Volendo guardare al futuro, questa tendenza - come tutte le altre - sembra però destinata a esaurirsi, prima o poi. «Esattamente come quindici anni fa c'erano le veline, che incarnavano il mito della fama e dei soldi facili, penso che anche quella dell'influencer sia una professione destinata a mutare nel tempo. Non credo che questo mestiere ci accompagnerà a lungo: piuttosto, penso che quello che rimarrà sarà la stessa sfida, onnipresente. Ossia, quella di riuscire a orientare l'immaginario dei ragazzi in qualcosa che sia profondamente umano, appassionante e gratificante. Secondo me, l'unico antidoto è far conoscere persone che hanno una vita piena e bellissima, che hanno fatto cose importantissime di cui magari non conosciamo nulla, perché il loro obiettivo non era farsi vedere. Ci sono artisti che non si fanno vedere, come Banksy o Cormac McCarthy. Ci sono persone che spendono la vita per aiutare popolazioni in posti che neanche sappiamo che esistono. Medici che spendono la loro vita per salvare altre persone, per un valore che va oltre la fama e i soldi. Ecco, io penso siano queste le esperienze che cambiano la storia. Gli influencer, invece, increspano la superficie, anche se hanno molta visibilità sui media».

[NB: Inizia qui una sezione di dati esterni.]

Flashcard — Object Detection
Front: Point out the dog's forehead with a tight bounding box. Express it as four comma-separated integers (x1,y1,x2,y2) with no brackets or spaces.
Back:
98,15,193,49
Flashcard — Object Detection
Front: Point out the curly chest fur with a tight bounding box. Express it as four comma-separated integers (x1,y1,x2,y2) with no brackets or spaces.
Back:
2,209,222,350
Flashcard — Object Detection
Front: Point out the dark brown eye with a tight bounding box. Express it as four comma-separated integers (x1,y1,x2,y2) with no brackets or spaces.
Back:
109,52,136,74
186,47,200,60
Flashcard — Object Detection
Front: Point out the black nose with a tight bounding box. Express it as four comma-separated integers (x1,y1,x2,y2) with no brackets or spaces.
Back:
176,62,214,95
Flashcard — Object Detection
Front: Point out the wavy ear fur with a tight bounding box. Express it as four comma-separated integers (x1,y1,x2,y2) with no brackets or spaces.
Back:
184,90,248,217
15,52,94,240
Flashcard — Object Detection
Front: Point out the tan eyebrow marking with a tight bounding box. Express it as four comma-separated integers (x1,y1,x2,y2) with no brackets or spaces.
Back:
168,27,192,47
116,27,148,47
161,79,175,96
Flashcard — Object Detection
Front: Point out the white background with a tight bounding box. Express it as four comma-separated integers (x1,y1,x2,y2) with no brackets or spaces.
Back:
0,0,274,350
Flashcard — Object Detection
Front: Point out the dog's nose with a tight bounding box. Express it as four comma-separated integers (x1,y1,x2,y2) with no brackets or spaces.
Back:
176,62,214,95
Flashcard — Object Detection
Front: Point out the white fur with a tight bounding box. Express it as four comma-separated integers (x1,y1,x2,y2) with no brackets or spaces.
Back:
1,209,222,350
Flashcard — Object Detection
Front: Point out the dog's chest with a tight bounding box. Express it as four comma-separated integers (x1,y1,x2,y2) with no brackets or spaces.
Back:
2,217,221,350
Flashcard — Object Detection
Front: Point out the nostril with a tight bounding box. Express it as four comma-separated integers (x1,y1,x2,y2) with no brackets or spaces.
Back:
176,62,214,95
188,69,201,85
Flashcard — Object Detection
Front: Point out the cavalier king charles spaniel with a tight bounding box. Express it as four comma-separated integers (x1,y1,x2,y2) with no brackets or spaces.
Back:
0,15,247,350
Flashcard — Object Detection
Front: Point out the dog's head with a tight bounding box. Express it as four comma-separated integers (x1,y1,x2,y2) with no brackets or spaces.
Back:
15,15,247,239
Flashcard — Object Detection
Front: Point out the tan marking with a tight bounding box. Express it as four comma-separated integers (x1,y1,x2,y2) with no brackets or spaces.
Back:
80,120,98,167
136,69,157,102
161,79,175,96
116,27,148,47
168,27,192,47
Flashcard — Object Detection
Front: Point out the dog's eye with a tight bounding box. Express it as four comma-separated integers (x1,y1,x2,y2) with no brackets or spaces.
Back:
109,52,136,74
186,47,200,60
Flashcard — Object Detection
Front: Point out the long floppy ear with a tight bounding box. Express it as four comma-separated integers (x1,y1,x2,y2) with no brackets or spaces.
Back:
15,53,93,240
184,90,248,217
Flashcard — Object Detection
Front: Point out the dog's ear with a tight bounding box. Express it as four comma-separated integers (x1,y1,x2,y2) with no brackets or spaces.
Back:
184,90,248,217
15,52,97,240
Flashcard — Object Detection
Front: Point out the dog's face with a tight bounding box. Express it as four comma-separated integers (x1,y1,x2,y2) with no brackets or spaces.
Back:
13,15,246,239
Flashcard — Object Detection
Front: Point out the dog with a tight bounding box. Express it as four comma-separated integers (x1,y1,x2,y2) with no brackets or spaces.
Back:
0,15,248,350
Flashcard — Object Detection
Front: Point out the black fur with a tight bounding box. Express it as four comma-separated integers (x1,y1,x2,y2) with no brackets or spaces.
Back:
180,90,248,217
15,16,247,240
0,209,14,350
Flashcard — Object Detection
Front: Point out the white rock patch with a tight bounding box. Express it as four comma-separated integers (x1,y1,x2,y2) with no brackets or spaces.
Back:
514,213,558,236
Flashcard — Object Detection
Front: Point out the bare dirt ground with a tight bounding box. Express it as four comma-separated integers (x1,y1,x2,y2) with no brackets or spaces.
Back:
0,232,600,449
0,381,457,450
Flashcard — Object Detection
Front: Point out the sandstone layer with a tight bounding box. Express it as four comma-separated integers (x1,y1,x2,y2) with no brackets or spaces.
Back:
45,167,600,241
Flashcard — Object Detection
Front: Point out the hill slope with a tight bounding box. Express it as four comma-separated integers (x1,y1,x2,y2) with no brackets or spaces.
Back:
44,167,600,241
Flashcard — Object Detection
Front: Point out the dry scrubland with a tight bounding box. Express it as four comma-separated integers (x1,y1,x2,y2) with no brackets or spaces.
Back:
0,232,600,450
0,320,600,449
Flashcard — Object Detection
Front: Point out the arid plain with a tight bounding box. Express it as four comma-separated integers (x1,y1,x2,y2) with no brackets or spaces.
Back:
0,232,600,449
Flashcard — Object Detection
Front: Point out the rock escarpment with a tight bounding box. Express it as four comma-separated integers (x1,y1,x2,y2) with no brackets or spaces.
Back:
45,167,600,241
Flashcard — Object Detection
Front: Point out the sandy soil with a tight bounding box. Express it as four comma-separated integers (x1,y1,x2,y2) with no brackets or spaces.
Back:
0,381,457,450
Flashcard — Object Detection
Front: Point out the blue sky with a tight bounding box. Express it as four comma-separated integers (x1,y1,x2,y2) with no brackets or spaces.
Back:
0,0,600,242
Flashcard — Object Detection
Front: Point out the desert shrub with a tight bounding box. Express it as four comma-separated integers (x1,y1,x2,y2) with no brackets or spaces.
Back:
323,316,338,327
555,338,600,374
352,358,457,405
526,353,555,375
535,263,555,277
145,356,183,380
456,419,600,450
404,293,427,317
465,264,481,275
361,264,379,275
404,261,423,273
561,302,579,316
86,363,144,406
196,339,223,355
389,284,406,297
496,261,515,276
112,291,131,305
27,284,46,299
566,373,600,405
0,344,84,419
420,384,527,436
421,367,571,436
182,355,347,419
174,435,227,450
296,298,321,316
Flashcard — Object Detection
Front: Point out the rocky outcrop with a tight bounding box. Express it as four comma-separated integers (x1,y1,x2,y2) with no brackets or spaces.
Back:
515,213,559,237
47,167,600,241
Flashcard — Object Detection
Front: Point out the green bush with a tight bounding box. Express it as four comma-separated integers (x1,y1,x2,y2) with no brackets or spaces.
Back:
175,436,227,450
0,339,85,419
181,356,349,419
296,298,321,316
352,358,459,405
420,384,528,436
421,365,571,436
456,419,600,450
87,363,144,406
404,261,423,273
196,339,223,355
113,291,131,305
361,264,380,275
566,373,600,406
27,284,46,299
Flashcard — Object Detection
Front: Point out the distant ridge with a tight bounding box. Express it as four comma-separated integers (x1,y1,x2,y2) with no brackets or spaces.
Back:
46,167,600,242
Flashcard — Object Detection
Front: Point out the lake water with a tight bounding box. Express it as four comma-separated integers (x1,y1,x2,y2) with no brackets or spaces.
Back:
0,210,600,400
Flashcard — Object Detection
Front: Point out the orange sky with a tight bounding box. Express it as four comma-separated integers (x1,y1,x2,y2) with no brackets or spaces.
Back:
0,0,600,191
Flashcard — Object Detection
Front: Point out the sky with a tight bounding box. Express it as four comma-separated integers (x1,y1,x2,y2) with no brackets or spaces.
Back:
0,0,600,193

Anche se, va detto, esistono anche personaggi pubblici che hanno portato a cambiamenti positivi. «Non voglio demonizzare il mondo del web. Quando si segue una dieta, non è un problema mangiare ogni tanto un bignè, così come non è necessario puntare sempre sulle letture impegnate: ci si può concedere anche qualcosa di più leggero. La stessa cosa accade con i contenuti dei social media. Quello che però è importante, alla luce di quanto appena discusso, è essere consapevoli della natura dei contenuti che consumiamo. Molti giovani pensano che la rete sia completamente popolata da influencer, che quello sia il cuore del web e ciò che ne giustifica l’esistenza. Ma non è assolutamente così. La rete ospita istituzioni internazionali, ONG, artisti, scienziati, ecc. Scherzo spesso con i ragazzi e le ragazze che incontro, e dico loro che non abbiamo creato una rete informatica globale per mandarci gli stickers dei gattini che cadono dalle scale, ma per cercare di rendere il mondo un posto migliore. Il rischio, però, è quello di incanalarsi in una bolla di leggerezza, che a volte può riempirsi anche di spazzatura: si corre il rischio di acquisire una prospettiva limitata e in fondo avvilente su quello che accade realmente nel mondo».